MPIO, Fortran - C confusion

Hello,
I am currently using HDF5 1.8.0 and think that I found a bug.
I use the MPIO functionality of HDF5 via the fortran interface, namely the
following function opens a new hdf5 file:

---- FORTRAN ----
     17 subroutine openBinary_MPI(nameString, fileId, comm, info)
     18 use hdf5
     19 implicit none
     20
     21 integer fileId, error, comm, info
     22 integer(hid_t) plistId
     23 character*(*) nameString
     24
     25
     26 print *, 'comm:', comm
     27
     28 c setup file access with paralle I/O
     29 call h5open_f(error)
     30 call h5pcreate_f(H5P_FILE_ACCESS_F, plistId, error)
     31 call h5pset_fapl_mpio_f(plistId, comm, info,
     32 & error)
     33
     34 c create file collectively
     35 call h5fcreate_f(nameString, H5F_ACC_TRUNC_F, fileId, error,
     36 & access_prp = plistId)
     37
     38 c close property list
     39 call h5pclose_f(plistId, error)
     40
     41 end
---- FORTRAN ----

This function is called like this (from another fortran file): call
openBinary("name-goes-here", id, MPI_COMM_WORLD, MPI_INFO_NULL)
MPI is correctly initialized before calling this function.

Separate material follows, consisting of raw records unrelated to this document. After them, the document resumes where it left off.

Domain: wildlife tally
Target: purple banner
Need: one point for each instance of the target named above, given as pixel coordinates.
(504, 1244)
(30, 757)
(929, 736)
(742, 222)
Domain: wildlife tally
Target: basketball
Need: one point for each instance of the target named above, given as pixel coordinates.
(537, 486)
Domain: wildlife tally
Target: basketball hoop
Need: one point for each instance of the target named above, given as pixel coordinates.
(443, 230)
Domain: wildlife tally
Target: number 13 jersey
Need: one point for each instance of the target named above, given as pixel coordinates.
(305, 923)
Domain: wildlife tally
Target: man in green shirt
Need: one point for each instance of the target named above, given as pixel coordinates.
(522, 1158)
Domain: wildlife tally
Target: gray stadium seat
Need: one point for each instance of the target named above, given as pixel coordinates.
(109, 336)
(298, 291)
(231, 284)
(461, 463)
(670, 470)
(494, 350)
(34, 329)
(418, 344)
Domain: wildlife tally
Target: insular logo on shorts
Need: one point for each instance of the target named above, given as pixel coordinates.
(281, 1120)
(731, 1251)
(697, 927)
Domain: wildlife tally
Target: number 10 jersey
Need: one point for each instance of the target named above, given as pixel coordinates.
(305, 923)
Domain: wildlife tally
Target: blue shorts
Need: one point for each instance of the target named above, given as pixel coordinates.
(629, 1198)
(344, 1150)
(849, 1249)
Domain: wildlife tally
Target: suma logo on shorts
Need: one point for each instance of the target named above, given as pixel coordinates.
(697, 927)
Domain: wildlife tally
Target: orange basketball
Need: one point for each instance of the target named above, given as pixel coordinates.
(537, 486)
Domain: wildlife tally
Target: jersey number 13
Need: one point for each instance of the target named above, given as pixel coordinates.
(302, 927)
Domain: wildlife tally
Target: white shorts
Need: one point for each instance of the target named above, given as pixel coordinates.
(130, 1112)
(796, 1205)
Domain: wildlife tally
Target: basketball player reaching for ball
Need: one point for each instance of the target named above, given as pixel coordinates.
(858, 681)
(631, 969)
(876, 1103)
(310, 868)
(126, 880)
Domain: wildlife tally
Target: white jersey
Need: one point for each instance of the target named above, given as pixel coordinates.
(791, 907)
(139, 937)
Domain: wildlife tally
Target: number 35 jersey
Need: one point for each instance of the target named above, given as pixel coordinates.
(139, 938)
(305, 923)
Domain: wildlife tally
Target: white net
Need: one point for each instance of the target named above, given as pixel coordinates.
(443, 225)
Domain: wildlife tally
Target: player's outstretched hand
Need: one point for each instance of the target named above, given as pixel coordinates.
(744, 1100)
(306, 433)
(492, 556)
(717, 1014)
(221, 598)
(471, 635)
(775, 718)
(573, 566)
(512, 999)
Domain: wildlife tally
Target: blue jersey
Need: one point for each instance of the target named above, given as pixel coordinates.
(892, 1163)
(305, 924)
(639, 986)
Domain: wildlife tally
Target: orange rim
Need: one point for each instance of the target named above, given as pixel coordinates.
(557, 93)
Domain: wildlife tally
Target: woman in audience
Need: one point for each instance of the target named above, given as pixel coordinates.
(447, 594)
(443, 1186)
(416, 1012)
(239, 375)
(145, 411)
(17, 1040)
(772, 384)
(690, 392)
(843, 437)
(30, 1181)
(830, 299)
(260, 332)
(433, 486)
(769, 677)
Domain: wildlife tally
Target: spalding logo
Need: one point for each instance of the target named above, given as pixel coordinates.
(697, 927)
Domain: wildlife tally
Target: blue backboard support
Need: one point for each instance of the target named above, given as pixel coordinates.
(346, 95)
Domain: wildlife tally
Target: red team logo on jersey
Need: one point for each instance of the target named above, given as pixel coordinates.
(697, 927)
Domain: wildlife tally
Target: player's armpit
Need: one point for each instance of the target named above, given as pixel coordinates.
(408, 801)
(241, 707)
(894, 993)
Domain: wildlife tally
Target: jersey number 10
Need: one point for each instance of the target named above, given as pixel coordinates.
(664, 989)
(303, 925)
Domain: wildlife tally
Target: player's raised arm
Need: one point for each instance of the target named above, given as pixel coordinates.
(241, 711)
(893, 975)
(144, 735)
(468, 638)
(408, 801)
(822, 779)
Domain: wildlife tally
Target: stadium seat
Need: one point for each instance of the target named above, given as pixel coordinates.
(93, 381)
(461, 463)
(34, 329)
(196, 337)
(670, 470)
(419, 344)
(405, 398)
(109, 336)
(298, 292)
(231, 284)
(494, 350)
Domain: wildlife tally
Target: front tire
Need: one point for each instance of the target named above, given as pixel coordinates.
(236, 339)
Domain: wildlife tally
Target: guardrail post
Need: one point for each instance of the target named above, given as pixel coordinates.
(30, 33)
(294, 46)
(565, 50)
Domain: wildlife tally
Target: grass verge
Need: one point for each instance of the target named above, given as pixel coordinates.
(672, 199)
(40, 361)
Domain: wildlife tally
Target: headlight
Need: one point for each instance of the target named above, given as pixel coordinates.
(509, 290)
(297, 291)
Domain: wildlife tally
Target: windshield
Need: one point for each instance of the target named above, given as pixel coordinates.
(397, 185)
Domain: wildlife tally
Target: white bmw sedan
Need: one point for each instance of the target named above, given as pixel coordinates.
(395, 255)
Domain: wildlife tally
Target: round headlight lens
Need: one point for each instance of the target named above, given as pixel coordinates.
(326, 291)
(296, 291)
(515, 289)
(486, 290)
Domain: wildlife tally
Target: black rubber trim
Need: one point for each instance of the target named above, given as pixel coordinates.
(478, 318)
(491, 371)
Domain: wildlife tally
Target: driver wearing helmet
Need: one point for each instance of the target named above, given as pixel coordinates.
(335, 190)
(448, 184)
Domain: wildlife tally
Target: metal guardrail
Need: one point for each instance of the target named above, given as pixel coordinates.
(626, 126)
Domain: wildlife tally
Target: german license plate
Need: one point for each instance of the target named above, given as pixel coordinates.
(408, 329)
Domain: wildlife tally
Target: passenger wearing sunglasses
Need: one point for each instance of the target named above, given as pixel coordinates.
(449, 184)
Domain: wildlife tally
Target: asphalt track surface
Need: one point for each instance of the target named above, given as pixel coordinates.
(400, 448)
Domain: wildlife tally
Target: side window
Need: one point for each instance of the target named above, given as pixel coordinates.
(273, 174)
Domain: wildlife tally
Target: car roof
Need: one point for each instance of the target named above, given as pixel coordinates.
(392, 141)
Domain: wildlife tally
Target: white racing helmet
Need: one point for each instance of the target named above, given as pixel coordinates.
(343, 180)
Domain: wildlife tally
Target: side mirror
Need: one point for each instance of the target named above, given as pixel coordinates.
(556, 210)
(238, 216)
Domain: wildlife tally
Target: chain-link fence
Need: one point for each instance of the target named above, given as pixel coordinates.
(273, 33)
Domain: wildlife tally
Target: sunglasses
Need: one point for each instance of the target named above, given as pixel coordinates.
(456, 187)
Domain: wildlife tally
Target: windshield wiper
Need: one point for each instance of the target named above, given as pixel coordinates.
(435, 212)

When executing the program, I get the following error:

---- OUTPUT ----

xserve33:~/Documents/workspace/ftlm/heisenberg weigert$ ./heisftlm

1 comm: 0
2 comm2: 0
3 null: -1
4 comm: 0

5 null-comm: 0, comm: 0

HDF5-DIAG: Error detected in HDF5 (1.8.0) MPI-process 0:
  #000: H5FDmpio.c line 334 in H5Pset_fapl_mpio(): not a valid communicator
    major: Property lists
    minor: Inappropriate type
total nr. of iterations: 7

^Cforrtl: error (69): process interrupted (SIGINT)

---- OUTPUT ----

As you can see, I added some debugging info. 1 to 4 are prints that I
inserted in my fortran program. Note, that MPI_COMM_NULL == -1 in fortran.
Line 5 is interesting, because I added this in "hdf5-1.8.0/src/H5FDmpio.c" -
inside the function where the error is thrown. The point is, that
MPI_COMM_NULL in C seems to be 0 - where in fortran this seems to be a valid
value for MPI_COMM_WORLD - which means that the check triggered in
H5FDmpio.c seems to be a false positive.

I attached the config.log file to give you enough information about the
system we are running and the compilation options chosen.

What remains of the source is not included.